Wilson was able to spike the ball with one second remaining to stop the clock.
Greg Zuerlein came in to kick a 35-yard field goal to tie the game 10-10 as time expired.
In overtime, the Giants got the ball first but went three and out with third-string quarterback Tommy DeVito running the offense.
The Jets got the ball back and moved into field-goal range after a pass interference penalty on Giants cornerback Adoree’ Jackson, who ran into receiver Malik Taylor.
The penalty gave the Jets the ball at the 15-yard line and Zuerlein made a 33-yard field goal to seal a sloppy victory for the Jets.
“It was just sloppy ball all the way around,” Jets coach Robert Saleh said. “But they never ask how, they ask how many.”
It was the third victory in a row for a Jets team that many thought was dead when starting quarterback Aaron Rodgers tore his Achilles in Week 1.
At 4-3, the Jets now face the Chargers and Raiders in the next two weeks with both games looking winnable.
For a while, it appeared the Jets would suffer a humiliating defeat.
The Giants took a 10-7 lead in the third quarter after DeVito ran for a 6-yard score.
DeVito entered the game in the second quarter when Tyrod Taylor, who started in place of an injured Daniel Jones, suffered a ribs injury.
The Giants tried to play around DeVito, an undrafted rookie, relying on running back Saquon Barkley (36 carries, 128 yards).
The Jets’ defense kept the team in the game, forcing 13 punts and holding the Giants to minus-9 yards net passing, a franchise record for futility.
“How many passing yards did they have again? That’s calm right there. We did our job,” cornerback Sauce Gardner said.
While the defense thrived, the Jets offense was anemic.
The Jets went 2-for-15 on third down, failing to convert one until there were just over two minutes left in the fourth quarter. Thomas Morstead punted 11 times.
Wilson was sacked four times and fumbled twice.
One was a botched snap after third-string center Xavier Newman entered the game because of injuries to their first two centers.
Wilson did not play well overall.
He completed 17 of 36 passes for 240 yards and one touchdown, but he made some big throws at the end of regulation to set up the game-tying field goal.
When Wilson took a sack on fourth down with 1:26 to play, it appeared the game was over.
But the Giants only gained 9 yards and the Jets used two timeouts, setting up Gano’s 35-yard field-goal attempt.
Jets rookie Will McDonald seemed to affect Gano’s kick and he missed wide left.
“The mindset was, ‘We lost the game’ to ‘Oh wow, they messed up.’ That’s the reality of it,” Garrett Wilson said.
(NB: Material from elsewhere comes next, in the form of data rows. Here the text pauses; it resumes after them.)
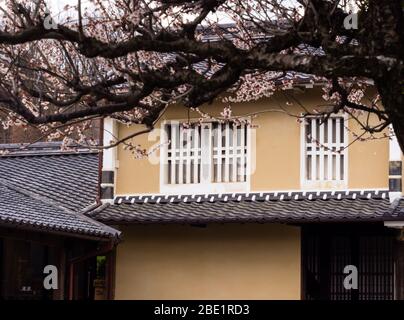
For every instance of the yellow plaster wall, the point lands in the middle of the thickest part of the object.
(232, 261)
(277, 147)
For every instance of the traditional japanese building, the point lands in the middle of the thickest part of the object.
(44, 195)
(273, 210)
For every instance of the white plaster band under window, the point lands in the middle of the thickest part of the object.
(210, 155)
(324, 152)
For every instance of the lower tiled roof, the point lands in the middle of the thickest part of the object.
(285, 207)
(21, 209)
(44, 189)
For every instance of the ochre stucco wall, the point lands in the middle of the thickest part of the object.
(277, 148)
(232, 261)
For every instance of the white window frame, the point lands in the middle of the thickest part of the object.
(206, 185)
(324, 184)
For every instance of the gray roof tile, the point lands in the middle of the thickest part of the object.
(334, 207)
(50, 191)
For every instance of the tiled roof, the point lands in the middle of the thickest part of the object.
(22, 209)
(49, 190)
(70, 179)
(254, 207)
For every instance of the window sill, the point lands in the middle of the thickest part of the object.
(207, 188)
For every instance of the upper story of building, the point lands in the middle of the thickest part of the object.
(268, 148)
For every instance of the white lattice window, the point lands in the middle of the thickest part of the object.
(210, 154)
(324, 147)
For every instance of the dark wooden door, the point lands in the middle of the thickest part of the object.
(326, 250)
Several Jets admitted they thought the game was over after Wilson was sacked on fourth down.
Gardner said he had injured his hand during the game and had it taped.
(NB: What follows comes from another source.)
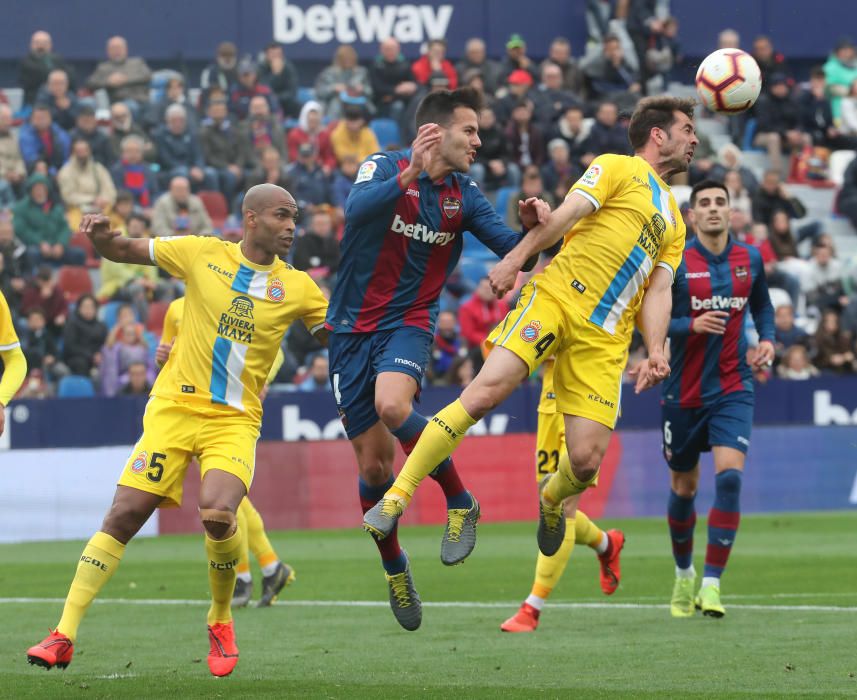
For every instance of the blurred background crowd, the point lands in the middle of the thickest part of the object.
(169, 153)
When the Jets had the ball with 24 seconds left, he began taking the tape off, thinking the game was over.
“That’s on me for not having all the faith at the end,” Gardner said. “I thought it was over with.”
The win gives the Jets bragging rights in New York, even if the win was not pretty.
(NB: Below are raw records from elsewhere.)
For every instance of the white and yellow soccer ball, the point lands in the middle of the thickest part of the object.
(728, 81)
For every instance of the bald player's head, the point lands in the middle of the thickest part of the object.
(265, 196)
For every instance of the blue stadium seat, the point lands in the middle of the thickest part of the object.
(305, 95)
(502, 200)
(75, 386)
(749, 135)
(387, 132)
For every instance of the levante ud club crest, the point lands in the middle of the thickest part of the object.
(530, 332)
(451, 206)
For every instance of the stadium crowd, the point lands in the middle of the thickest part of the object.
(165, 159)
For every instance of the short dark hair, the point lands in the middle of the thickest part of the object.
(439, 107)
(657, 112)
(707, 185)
“We run New York,” Jets safety Jordan Whitehead said.
The game was sloppy on both sides, but the Jets found a way.
“If we would have lost this, I don’t know how I would have been able to sleep at night,” Gardner said. “I thought that was a team that the score should have been way crazier than that.”
The game was chippy and featured a few post-play confrontations.
Guard Laken Tomlinson said there was a lot of trash talk.
“A lot of chatter going on about whatever, whatever,” Tomlinson said. “At the end of the day, we won. Anybody can say what they want to say but just check the scoreboard at the end of the day.”
Saleh admitted the Battle of New York had special meaning for Jets owners Woody and Christopher Johnson.
“It always does for the owner, to have bragging rights, to be the king of New York, for sure,” Saleh said. “You always want to win for everybody. For Woody, with all the stuff he’s gone through with this organization and Christopher, don’t forget him, those two over the last 10 years or so it hasn’t been all peaches and cream around here. To say you’re king of New York for at least one more year is pretty cool.”